Syntax::Highlight::Engine::Kate(3) a port to Perl of the syntax highlight engine of the Kate text editor.

SYNOPSIS


#if you want to create a compiled executable, you may want to do this:
use Syntax::Highlight::Engine::Kate::All;
use Syntax::Highlight::Engine::Kate;
my $hl = Syntax::Highlight::Engine::Kate->new(
language => 'Perl',
substitutions => {
"<" => "&lt;",
">" => "&gt;",
"&" => "&amp;",
" " => "&nbsp;",
"\t" => "&nbsp;&nbsp;&nbsp;",
"\n" => "<BR>\n",
},
format_table => {
Alert => [ "<font color=\"#0000ff\">", "</font>" ],
BaseN => [ "<font color=\"#007f00\">", "</font>" ],
BString => [ "<font color=\"#c9a7ff\">", "</font>" ],
Char => [ "<font color=\"#ff00ff\">", "</font>" ],
Comment => [ "<font color=\"#7f7f7f\"><i>", "</i></font>" ],
DataType => [ "<font color=\"#0000ff\">", "</font>" ],
DecVal => [ "<font color=\"#00007f\">", "</font>" ],
Error => [ "<font color=\"#ff0000\"><b><i>", "</i></b></font>" ],
Float => [ "<font color=\"#00007f\">", "</font>" ],
Function => [ "<font color=\"#007f00\">", "</font>" ],
IString => [ "<font color=\"#ff0000\">", "" ],
Keyword => [ "<b>", "</b>" ],
Normal => [ "", "" ],
Operator => [ "<font color=\"#ffa500\">", "</font>" ],
Others => [ "<font color=\"#b03060\">", "</font>" ],
RegionMarker => [ "<font color=\"#96b9ff\"><i>", "</i></font>" ],
Reserved => [ "<font color=\"#9b30ff\"><b>", "</b></font>" ],
String => [ "<font color=\"#ff0000\">", "</font>" ],
Variable => [ "<font color=\"#0000ff\"><b>", "</b></font>" ],
Warning => [ "<font color=\"#0000ff\"><b><i>", "</b></i></font>" ],
},
);
#or
my $hl = Syntax::Highlight::Engine::Kate::Perl->new(
substitutions => {
# ...
},
format_table => {
# ...
},
);
print "<html>\n<head>\n</head>\n<body>\n";
while ( my $in = <> ) {
print $hl->highlightText($in);
}
print "</body>\n</html>\n";

DESCRIPTION

Syntax::Highlight::Engine::Kate is a port to Perl of the syntax highlight engine of the Kate text editor.

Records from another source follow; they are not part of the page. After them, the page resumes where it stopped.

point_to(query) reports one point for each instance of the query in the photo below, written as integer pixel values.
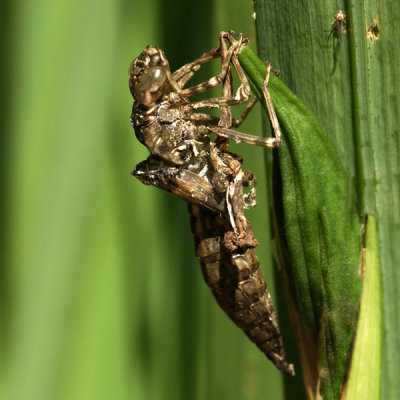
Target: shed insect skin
(209, 177)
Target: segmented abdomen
(238, 284)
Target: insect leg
(184, 73)
(251, 139)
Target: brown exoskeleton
(183, 160)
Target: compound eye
(150, 86)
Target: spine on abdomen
(238, 284)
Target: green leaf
(321, 228)
(365, 372)
(358, 103)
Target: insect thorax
(170, 134)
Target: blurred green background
(101, 294)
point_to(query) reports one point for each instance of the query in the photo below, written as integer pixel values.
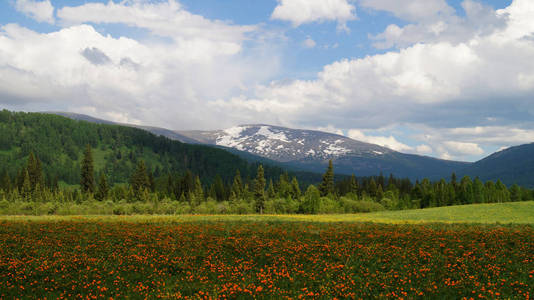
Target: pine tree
(354, 185)
(372, 188)
(259, 190)
(296, 188)
(103, 188)
(26, 190)
(139, 180)
(6, 182)
(35, 172)
(327, 185)
(270, 190)
(199, 191)
(87, 172)
(379, 192)
(237, 186)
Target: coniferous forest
(53, 165)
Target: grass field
(272, 257)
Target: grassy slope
(518, 213)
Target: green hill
(512, 165)
(59, 143)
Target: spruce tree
(327, 185)
(87, 172)
(259, 190)
(199, 191)
(270, 190)
(103, 189)
(237, 186)
(139, 180)
(26, 190)
(354, 185)
(296, 188)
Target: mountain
(307, 150)
(155, 130)
(310, 150)
(59, 143)
(511, 165)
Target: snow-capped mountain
(284, 144)
(308, 150)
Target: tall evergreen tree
(199, 191)
(327, 185)
(35, 172)
(270, 190)
(139, 180)
(259, 190)
(103, 189)
(87, 172)
(296, 188)
(26, 190)
(237, 185)
(354, 185)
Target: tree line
(260, 194)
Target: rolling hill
(59, 143)
(511, 165)
(310, 150)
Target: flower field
(304, 260)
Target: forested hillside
(514, 165)
(59, 142)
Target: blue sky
(450, 79)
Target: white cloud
(330, 129)
(299, 12)
(435, 21)
(423, 149)
(423, 83)
(462, 148)
(41, 11)
(411, 10)
(309, 43)
(165, 18)
(161, 82)
(389, 142)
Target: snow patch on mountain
(266, 132)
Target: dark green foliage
(327, 185)
(103, 188)
(87, 182)
(139, 181)
(60, 143)
(512, 165)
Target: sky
(452, 79)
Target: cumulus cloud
(411, 10)
(432, 21)
(423, 149)
(96, 56)
(309, 43)
(41, 11)
(458, 96)
(300, 12)
(165, 18)
(161, 82)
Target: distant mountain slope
(512, 165)
(59, 143)
(155, 130)
(310, 150)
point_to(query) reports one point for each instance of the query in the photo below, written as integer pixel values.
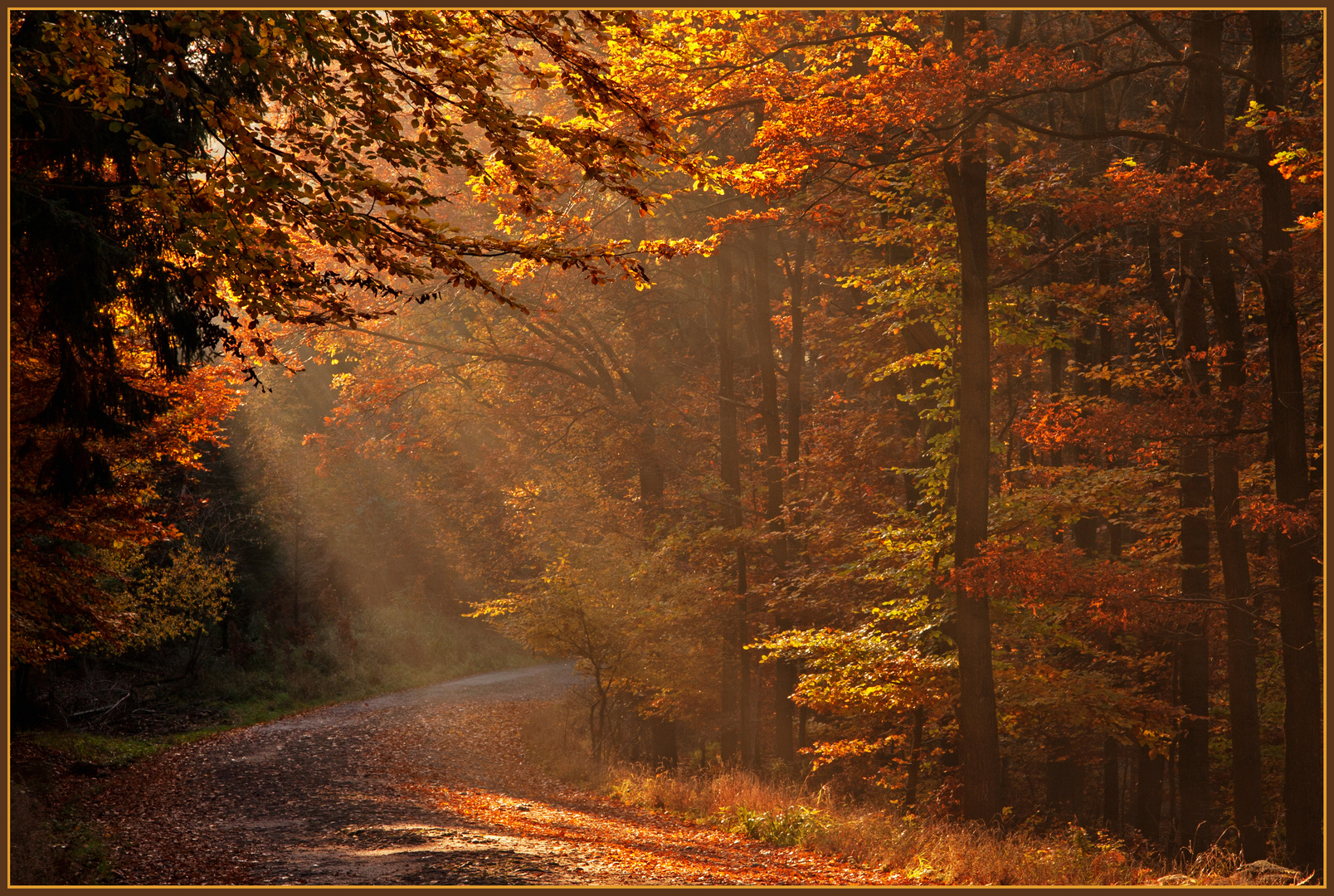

The language XML files of Kate have been rewritten to Perl modules using a script. These modules function as plugins to this module.

Syntax::Highlight::Engine::Kate inherits Syntax::Highlight::Engine::Kate::Template.

OPTIONS

language
Specify the language you want highlighted. Look in the PLUGINS section for supported languages.
plugins
If you created your own language plugins you may specify a list of them with this option.

 plugins => [
   ["MyModuleName", "MyLanguageName", "*,ext1;*.ext2", "Section"],
   ....
 ]
format_table
This option must be specified if the highlightText method needs to do anything useful for you. All mentioned keys in the synopsis must be specified.
substitutions
With this option you can specify additional formatting options.

METHODS

extensions
Returns a reference to the extensions hash.
language(?$language?)
Sets and returns the current language that is highlighted. When setting the language a reset is also done.
languageAutoSet($filename)
Suggests language name for the given file $filename.
languageList
Returns a list of languages for which plugins have been defined.
languagePlug($language, ?$insensitive?)
Returns the module name of the plugin for $language.

If $insensitive is set it will also try to match names ignoring case and return the correct module name of the plugin.

e.g. "$highlighter->languagePlug('HtMl', 1);" will return "HTML".

languagePropose($filename)
Suggests language name for the given file $filename.
sections
Returns a reference to the sections hash.

ATTRIBUTES

In the Kate XML syntax files you find under the section <itemDatas> entries like "<itemData name="Unknown Property" defStyleNum="dsError" italic="1"/>". Kate is an editor so it is ok to have definitions for foreground and background colors and so on. However, since this module is supposed to be a more universal highlight engine, the attributes need to be fully abstract. In which case, Kate does not have enough default attributes defined to fulfill all needs. Kate defines the following standard attributes:
  • dsNormal
  • dsKeyword
  • dsDataType
  • dsDecVal
  • dsBaseN
  • dsFloat
  • dsChar
  • dsString
  • dsComment
  • dsOthers
  • dsAlert
  • dsFunction
  • dsRegionMarker
  • dsError

This module leaves out the <ds> part and uses following additional attributes:

  • BString
  • IString
  • Operator
  • Reserved
  • Variable

I have modified the XML files so that each highlight mode would get its own attribute. In quite a few cases still not enough attributes were defined. So in some languages different modes have the same attribute.

PLUGINS

Below is an overview of existing plugins. All have been tested on use and can be created. The ones for which no sample file is available are marked. Those marked OK have highlighted the test file without apparent mistakes. This does not mean that all bugs are shaken out.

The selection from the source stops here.